Stop the postdoc treadmill … I want to get off
Julie Gould investigates how brain drains and demographic time bombs are forcing some countries to rethink the postdoc.
The problems facing postdocs who are more than ready for life as an independent researcher are well documented. A lack of faculty positions forces many to spend years moving from one temporary contract to another, often internationally.
But moving abroad can rob many countries of talented researchers, particularly if they leave for good, says Melody Mentz-Coetzee, a senior researcher at the University of Pretoria’s centre for the advancement of scholarship in South Africa.
Her country faces exactly this problem — a situation she dates back to the late 1970s and early 1990s. “At this point, we started to see a lot of talented researchers being trained abroad, and many of those never returned home: the so-called brain drain in Africa,” Mentz-Coetzee tells Gould.
“Many institutions face a severe shortage of highly qualified staff, many of whom are older, close to retirement. So you do have this kind of a ‘missing middle’.”

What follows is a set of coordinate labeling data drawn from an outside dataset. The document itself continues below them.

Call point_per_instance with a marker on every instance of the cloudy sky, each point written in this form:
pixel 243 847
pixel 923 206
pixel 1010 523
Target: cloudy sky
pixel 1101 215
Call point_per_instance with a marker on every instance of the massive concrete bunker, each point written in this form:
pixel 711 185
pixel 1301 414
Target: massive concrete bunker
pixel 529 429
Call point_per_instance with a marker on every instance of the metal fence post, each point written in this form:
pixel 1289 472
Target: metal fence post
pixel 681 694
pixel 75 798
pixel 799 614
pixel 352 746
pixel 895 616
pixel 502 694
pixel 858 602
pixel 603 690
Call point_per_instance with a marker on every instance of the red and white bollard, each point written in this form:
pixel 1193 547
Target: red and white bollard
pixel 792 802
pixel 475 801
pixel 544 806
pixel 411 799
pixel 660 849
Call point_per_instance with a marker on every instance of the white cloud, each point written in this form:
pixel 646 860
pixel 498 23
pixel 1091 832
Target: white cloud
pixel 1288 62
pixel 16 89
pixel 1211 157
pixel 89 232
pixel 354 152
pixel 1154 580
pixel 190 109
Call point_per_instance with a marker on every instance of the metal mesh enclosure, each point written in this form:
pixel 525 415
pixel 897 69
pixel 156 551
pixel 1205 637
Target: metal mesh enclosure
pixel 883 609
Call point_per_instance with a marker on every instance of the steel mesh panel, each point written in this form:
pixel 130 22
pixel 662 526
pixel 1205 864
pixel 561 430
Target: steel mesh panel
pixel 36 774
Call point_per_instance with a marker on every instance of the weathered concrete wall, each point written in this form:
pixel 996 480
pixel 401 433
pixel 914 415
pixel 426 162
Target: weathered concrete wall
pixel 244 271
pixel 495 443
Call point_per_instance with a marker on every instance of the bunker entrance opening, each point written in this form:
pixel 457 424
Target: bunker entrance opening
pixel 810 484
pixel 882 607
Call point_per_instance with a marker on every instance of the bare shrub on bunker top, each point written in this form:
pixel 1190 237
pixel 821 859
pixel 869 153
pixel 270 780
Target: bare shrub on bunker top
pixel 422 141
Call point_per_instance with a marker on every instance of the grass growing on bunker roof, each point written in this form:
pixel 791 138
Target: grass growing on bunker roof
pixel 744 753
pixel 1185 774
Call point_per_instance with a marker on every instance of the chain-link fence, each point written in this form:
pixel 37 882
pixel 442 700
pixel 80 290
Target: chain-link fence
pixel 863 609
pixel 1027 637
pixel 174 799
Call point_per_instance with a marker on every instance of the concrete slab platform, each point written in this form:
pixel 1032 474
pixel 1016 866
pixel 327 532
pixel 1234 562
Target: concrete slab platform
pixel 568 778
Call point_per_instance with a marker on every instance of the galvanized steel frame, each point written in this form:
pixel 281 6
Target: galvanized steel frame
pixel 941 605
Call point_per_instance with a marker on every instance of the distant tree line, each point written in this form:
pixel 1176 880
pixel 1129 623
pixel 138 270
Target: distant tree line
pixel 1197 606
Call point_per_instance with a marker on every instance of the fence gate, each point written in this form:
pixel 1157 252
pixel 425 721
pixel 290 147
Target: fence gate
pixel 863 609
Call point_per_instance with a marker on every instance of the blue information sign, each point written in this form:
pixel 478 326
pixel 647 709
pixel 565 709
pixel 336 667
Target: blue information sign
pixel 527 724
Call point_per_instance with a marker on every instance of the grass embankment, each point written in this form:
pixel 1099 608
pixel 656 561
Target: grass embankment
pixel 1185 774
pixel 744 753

Mentz-Coetzee describes an initiative across ten Carnegie-funded postdoc fellowship programmes on the African continent to help tackle the problem.

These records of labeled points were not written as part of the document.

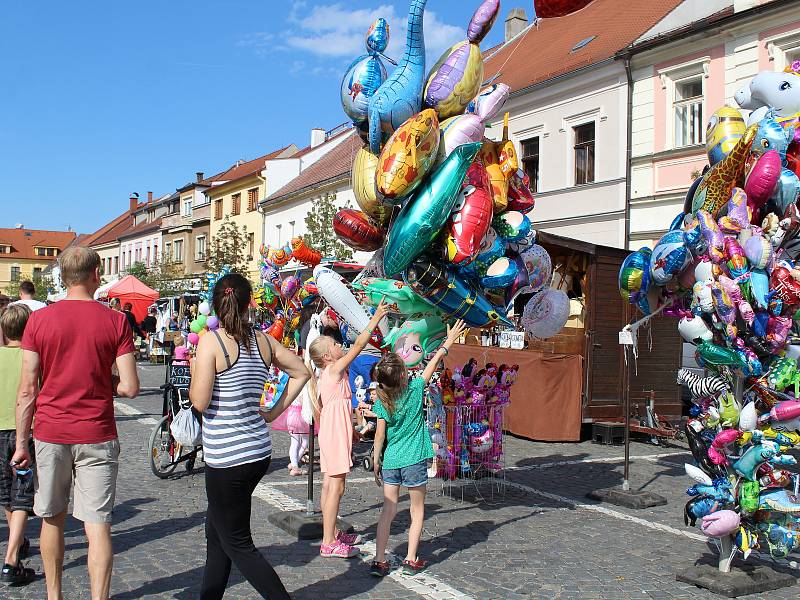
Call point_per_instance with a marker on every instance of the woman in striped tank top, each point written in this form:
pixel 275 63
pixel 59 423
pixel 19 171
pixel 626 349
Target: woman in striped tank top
pixel 227 379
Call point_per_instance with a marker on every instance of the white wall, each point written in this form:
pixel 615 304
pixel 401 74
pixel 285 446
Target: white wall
pixel 592 212
pixel 296 209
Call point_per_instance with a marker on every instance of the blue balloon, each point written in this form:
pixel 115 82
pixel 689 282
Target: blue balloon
pixel 669 258
pixel 759 285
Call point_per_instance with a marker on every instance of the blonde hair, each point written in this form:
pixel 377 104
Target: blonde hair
pixel 78 264
pixel 315 357
pixel 13 320
pixel 391 376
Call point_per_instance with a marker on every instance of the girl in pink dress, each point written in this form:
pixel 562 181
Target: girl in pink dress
pixel 336 431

Shambhavi Naik, a former postdoc who turned to journalism and is now a research fellow at the Takshashila Institution’s technology and policy programme in Bengaluru, explores why talented graduate students who opted to develop their careers in India, rather than move abroad, are overlooked for faculty positions. Their motivation to stay at home is a wake-up call for science in India, she argues.

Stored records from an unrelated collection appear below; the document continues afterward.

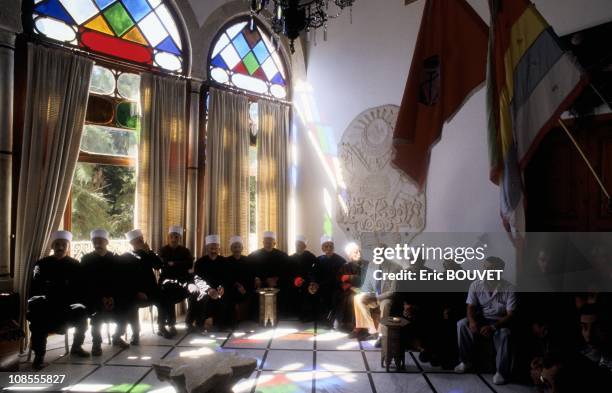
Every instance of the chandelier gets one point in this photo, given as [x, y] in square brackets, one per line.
[291, 17]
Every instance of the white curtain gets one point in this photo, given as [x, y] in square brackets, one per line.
[272, 175]
[162, 160]
[56, 102]
[226, 189]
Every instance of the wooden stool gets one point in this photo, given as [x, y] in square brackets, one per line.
[392, 348]
[267, 306]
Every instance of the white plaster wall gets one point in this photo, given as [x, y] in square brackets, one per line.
[365, 64]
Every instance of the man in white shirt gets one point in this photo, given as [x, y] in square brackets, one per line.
[490, 308]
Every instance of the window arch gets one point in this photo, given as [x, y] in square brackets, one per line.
[244, 56]
[139, 31]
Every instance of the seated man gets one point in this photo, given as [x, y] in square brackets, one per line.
[138, 282]
[297, 271]
[56, 299]
[351, 276]
[270, 265]
[490, 309]
[374, 294]
[238, 280]
[177, 260]
[210, 310]
[103, 303]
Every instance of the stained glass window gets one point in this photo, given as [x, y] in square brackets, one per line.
[244, 56]
[140, 31]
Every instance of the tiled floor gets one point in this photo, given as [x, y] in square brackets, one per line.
[292, 357]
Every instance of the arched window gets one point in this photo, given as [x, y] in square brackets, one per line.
[139, 31]
[244, 56]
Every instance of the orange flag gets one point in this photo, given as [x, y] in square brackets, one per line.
[449, 62]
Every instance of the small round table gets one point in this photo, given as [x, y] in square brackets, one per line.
[392, 348]
[267, 306]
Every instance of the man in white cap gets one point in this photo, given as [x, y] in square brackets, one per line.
[210, 267]
[270, 265]
[299, 264]
[136, 269]
[239, 289]
[177, 260]
[351, 279]
[322, 281]
[99, 267]
[56, 300]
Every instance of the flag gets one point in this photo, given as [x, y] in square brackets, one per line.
[531, 80]
[449, 62]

And Shirley Tilghman, emeritus professor of molecular biology and public affairs at Princeton University in New Jersey, says the problem is a cultural one, and could be addressed by the development of staff-scientist roles to oversee technological change in the scientific enterprise.
“It’s about changing the mindset of each individual principal investigator, who kind of wants to circle the wagons and say, ‘Don't mess with my stuff’. And that’s the culture we have to change,” she says.